One of the ABA’s great challenges is to balance our responsibilities to serve our members and to protect and enhance our justice system. These goals are not mutually exclusive, and we are not doing our best unless we give direct attention to both.
The ABA’s sections, divisions and forum committees provide outstanding CLE, publications, and other programs and resources, including numerous opportunities to connect with lawyers from across the country and throughout the world. Such benefits of membership are why many of us joined the ABA in the first place: to learn our craft more fully and to gain greater competence as lawyers.
But our vocation is not just a job. We belong to a profession that is a key part of our democracy and a free society. We are officers of the court, and our justice system is central to the challenges we face as a society.
On many issues, the profession is in substantial agreement. We know the severe impact of budget cuts on state courts. A truly independent and fully functioning judiciary is central to everything we do as lawyers.
We know that legal education in the United States is the best in the world, but that it has to evolve to meet the many changes affecting our profession and society.
We know that women and minority lawyers face unfair hurdles in promotion and pay, and that our profession—to a large extent—does not look like the public we serve.
We know that access to justice is more than just a catchphrase. The Constitution guarantees it, but our justice system does not fully deliver it. Our profession’s long-standing and extensive support for the Legal Services Corp. and for more effective pro bono representation are important strategies to bridge the gap between legal needs and access to justice.
Though we have found substantial common purpose in a number of areas, we have not yet reached agreement on a host of issues involving our laws and justice system that are at the center of many of our nation’s troubles.
Even if we are not yet of one voice on these issues, lawyers can and should play an important role and make a difference on some of the most urgent and stalemated issues we face as a nation. Legal expertise throughout the ABA and elsewhere informs the debate and helps shape our nation’s policies on immigration, on gun ownership and gun violence, and on election law.
It is our duty to continue to expand the ABA’s unique and valuable contribution to the national discussion in these areas so that we can find better solutions.

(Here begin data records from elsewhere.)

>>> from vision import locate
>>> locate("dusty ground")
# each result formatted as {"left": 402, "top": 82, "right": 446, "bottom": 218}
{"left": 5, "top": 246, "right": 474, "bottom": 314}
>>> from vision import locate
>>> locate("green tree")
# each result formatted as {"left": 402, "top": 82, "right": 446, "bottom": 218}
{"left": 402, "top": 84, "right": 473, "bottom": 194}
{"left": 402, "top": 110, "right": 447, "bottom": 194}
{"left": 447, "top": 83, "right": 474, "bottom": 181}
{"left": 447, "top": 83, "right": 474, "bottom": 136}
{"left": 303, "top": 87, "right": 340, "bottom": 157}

That is what lawyers do.
A main priority this year, one that meshes the ABA’s responsibilities to serve our members and to enhance our justice system, will be to identify ways to match underemployed lawyers with the unmet legal needs that exist all across our country. Our effort, known as the Legal Access Job Corps, will require the balancing of many interests and concerns, but it is an important one for the ABA to pursue.
Let me close with a word about the value of an independent legal profession and independent bar associations. In my legal practice, I have seen how other countries suffer when lawyers and judges are subservient to the government. I have observed the consequences when no national bar association provides the collective intellectual and moral muscle of lawyers and judges who insist on equal justice for all.
The ABA has helped provide our country with a justice system that, with all its problems, is the envy of the world. We can be proud of what the ABA does. With our commitment to fulfilling our full role as lawyers, we can help our country fulfill its promise to all its citizens.